De voorzieningenrechter heeft in zijn overwegingen vastgesteld dat er op dezelfde dag een uitspraak is gedaan in een andere zaak (NL21.5376) die verband houdt met het beroep van verzoeker. Aangezien er inmiddels een uitspraak is gedaan op het beroep, is de noodzaak voor een voorlopige voorziening komen te vervallen. Daarom heeft de voorzieningenrechter het verzoek om een voorlopige voorziening afgewezen. Tevens is er geen aanleiding voor een proceskostenveroordeling. De uitspraak is gedaan door mr. E.F. Bethlehem, in aanwezigheid van de griffier mr. S.D.C.J. Verheezen, en is openbaar gemaakt via geanonimiseerde publicatie op de website van de rechtspraak. Tegen deze uitspraak staat geen hoger beroep of verzet open.

Uitspraak

RECHTBANK DEN HAAG

Zittingsplaats Middelburg
Bestuursrecht
zaaknummer: NL22.5377

uitspraak van de voorzieningenrechter in de zaak tussen

[naam], verzoeker

v-nummer: [V-nummer]
(gemachtigde: mr. E.J.P. Cats),
en

de staatssecretaris van Justitie en Veiligheid, verweerder

(gemachtigde: mr. N. Hamzaoui).

Procesverloop

Bij besluit van 28 maart 2022 (het bestreden besluit) heeft verweerder de asielaanvraag van verzoeker in de algemene procedure afgewezen als ongegrond.
Verzoeker heeft tegen het bestreden besluit beroep ingesteld. Hij heeft verder de voorzieningenrechter verzocht om een voorlopige voorziening te treffen.
De voorzieningenrechter heeft het verzoek, tezamen met de zaak NL21.5376, op 11 mei 2022 op zitting behandeld. Verzoeker en verweerder hebben zich laten vertegenwoordigen door hun gemachtigden.

Overwegingen

1. Bij uitspraak van vandaag, zaaknummer NL21.5376, heeft de rechtbank uitspraak gedaan op het beroep.

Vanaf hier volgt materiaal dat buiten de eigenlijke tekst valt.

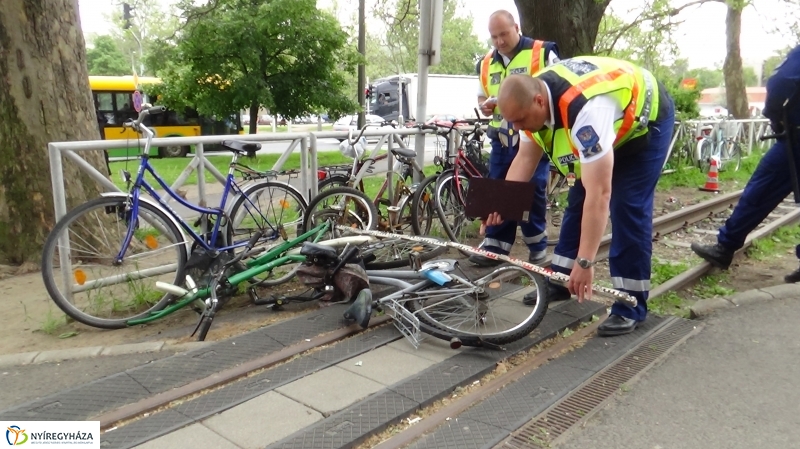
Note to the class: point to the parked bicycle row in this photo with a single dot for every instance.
(125, 259)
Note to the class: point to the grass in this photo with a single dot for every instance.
(781, 241)
(693, 177)
(669, 303)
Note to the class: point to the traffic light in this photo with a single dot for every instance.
(126, 15)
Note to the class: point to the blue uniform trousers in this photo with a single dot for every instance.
(633, 186)
(500, 238)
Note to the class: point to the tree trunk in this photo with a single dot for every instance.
(735, 92)
(571, 24)
(44, 97)
(254, 117)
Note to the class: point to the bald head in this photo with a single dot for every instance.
(502, 14)
(523, 102)
(519, 90)
(504, 32)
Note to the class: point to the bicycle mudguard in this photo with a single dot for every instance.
(437, 276)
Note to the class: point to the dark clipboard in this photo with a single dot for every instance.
(511, 199)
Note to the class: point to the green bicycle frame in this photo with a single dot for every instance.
(269, 261)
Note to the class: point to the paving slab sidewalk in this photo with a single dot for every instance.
(734, 385)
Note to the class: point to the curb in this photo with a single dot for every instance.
(706, 307)
(60, 355)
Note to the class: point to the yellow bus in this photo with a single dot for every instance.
(113, 100)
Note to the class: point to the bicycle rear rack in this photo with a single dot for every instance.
(404, 321)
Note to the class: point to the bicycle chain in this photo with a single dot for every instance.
(558, 278)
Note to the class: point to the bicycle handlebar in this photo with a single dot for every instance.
(140, 128)
(352, 141)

Een voorlopige voorziening is daarom niet meer nodig. De voorzieningenrechter wijst het verzoek om die reden af.
2. Voor een proceskostenveroordeling bestaat geen aanleiding.

Beslissing

De voorzieningenrechter wijst het verzoek om voorlopige voorziening af.
Deze uitspraak is gedaan door mr. E.F. Bethlehem, voorzieningenrechter, in aanwezigheid van mr.S.D.C.J. Verheezen, griffier en openbaar gemaakt door middel van geanonimiseerde publicatie op www.rechtspraak.nl.
De uitspraak is bekendgemaakt op:
Tegen deze uitspraak staat geen hoger beroep of verzet open.